Of Mice and Men

If you are anything like me, then you usually have this elaborate plan for what you will get done in a week. Oh I will go grocery shopping Monday, work on my paper for next week Wednesday, maybe get a little laundry down Thursday, and maybe drop off some dry cleaning on Friday morning. Also, you will run a couple days, read a book, and call your best friend. 

I would like to term this the of mice and men syndrome. The John Steinbeck novel Of Mice and Men originates from a poem by Robert Burns. The line is “the best laid plains of mice and men, oft go awry.” 

I am a layer of elaborate plans, of ways I strive for self improvement. I like to set these goals, but I never seem to be able to follow through. I consistently search for ways to lay out these plans. Yet I always find some excuse or way to talk myself out of it. Either, oh you can sleep in a little long or that bus won’t make it in time.

I need to do better at pushing myself to achieve goals. It cannot just be acceptable to brush off things that might be inconvenient or not readily apparent how it can help me. One of the big things I have been trying to do, but cannot seem to really get myself going on, is spending less money. Bringing my lunch, getting coffee at home, stopping at one drink at happy hour. All great ideas to cut back a little, but I am really lacking the discipline to do so. 

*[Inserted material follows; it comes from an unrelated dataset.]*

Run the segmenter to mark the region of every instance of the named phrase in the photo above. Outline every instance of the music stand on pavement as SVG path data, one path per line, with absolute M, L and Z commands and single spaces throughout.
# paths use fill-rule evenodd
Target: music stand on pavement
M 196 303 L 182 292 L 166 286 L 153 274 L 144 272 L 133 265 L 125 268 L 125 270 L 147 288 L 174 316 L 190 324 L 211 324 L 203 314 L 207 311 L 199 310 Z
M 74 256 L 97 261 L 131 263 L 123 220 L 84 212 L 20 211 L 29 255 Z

I am searching for ways to hold myself more accountable for self improvement. I do not think I have locked in on the fool proof strategy quite yet, but I have gotten better. Take something like this blog, in the past it would have fallen off drastically within a week and not be written on within a month. I am now going on something like twenty posts. Not half bad for a guy who usually has his best laid plans go awry. 

I guess I need to focus on gradual change. That should be the goal I think. Maybe bring my lunch one or two days a week, run a couple mornings, buy groceries every week. Let us all focus on little changes and trying to do one thing better each day/week/month. Imagine the changes you can see in 3 months, 6 months, a year, 5 years, or 10 years. It is important to push to be better than we are.